Tony Iervasi is a former company director and convicted fraudster known for being the sole director and shareholder of Courtenay House, a Ponzi scheme which raised approximately 180 million Australian Dollars and was quoted as one of the largest Ponzi schemes in Australia. In September 2024 he was sentenced in the Supreme Court of New South Wales to 11 years imprisonment and will not be eligible for parole for at least seven years.

== Courtenay House ==
The Courtenay House companies, located in Bondi Junction, New South Wales, assured investors that their funds would be invested in Forex and Futures markets, but in reality, only about three percent of the funds were actually traded. Instead, the monthly returns paid to investors were funded by capital from new investors, being the typical Ponzi strategy.

Courtenay House started operations during the 2008 financial crisis, and Iervasi, despite demonstrating little knowledge of the foreign exchange market, was effective in convincing people to invest by keeping a luxurious lifestyle that included expensive cars and overseas trips.

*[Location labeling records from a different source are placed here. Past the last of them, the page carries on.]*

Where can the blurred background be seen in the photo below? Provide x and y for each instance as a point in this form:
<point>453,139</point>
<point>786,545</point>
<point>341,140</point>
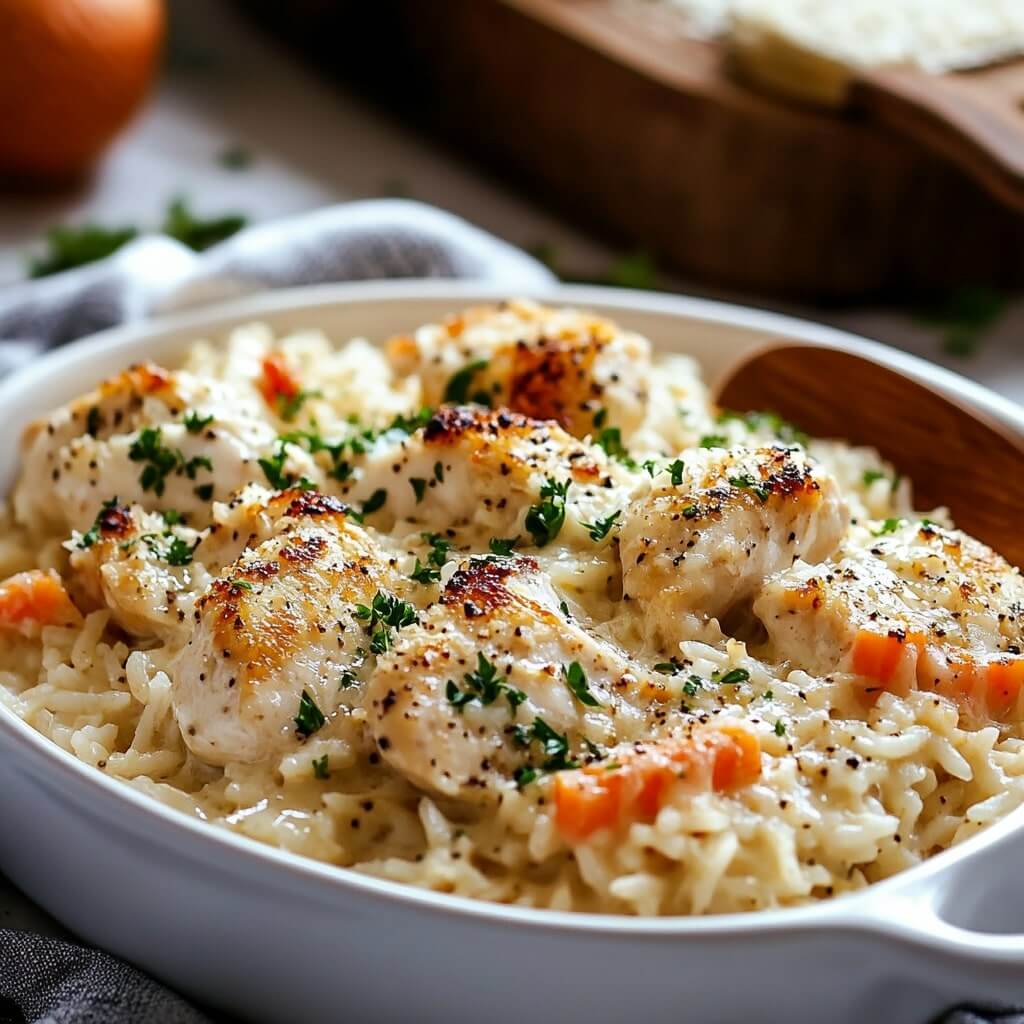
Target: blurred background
<point>633,142</point>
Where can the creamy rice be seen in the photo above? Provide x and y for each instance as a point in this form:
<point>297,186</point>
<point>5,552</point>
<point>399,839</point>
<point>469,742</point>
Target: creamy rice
<point>852,787</point>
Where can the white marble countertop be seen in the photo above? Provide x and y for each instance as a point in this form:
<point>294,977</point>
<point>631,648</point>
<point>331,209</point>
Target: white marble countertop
<point>310,144</point>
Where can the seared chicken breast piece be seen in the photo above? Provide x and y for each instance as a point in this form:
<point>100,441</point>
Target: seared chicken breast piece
<point>279,640</point>
<point>715,525</point>
<point>152,437</point>
<point>574,368</point>
<point>475,467</point>
<point>495,679</point>
<point>924,606</point>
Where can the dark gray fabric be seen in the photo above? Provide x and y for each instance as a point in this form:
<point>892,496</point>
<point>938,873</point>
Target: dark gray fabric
<point>53,982</point>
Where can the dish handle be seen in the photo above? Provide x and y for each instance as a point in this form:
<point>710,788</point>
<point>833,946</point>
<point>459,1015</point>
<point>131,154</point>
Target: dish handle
<point>963,911</point>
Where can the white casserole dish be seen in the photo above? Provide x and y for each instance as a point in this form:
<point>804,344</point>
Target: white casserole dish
<point>269,936</point>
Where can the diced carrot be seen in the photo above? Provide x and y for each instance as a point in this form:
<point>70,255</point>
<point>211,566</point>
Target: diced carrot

Complaints about the scheme were raised to the Australian Securities and Investments Commission as early as 2012 but they were not acted upon.

Among the fraudulent activities, Iervasi offered investors alleged special market opportunities tied to the 2016 United States presidential election. In 2017, the Australian Securities and Investments Commission froze the company's assets, leading to an investigation. Iervasi, after reporting a kidnapping in 2019, admitted to running the scheme.

Athan Papoulias, a contractor who promoted investments at Courtenay House, was sentenced in 2023 to two years' jail for carrying on an unlicensed financial services business between 2 November 2016 and 21 April 2017, “reckless about the fact that the business did not have the required licence.” David Sipina, involved in marketing and promoting Courtenay House, also pleaded guilty to criminal charges, including dealing with the proceeds of crime. Neither were alleged to have known it was a Ponzi scheme.

It is estimated that the Ponzi scheme had 585 victims in total.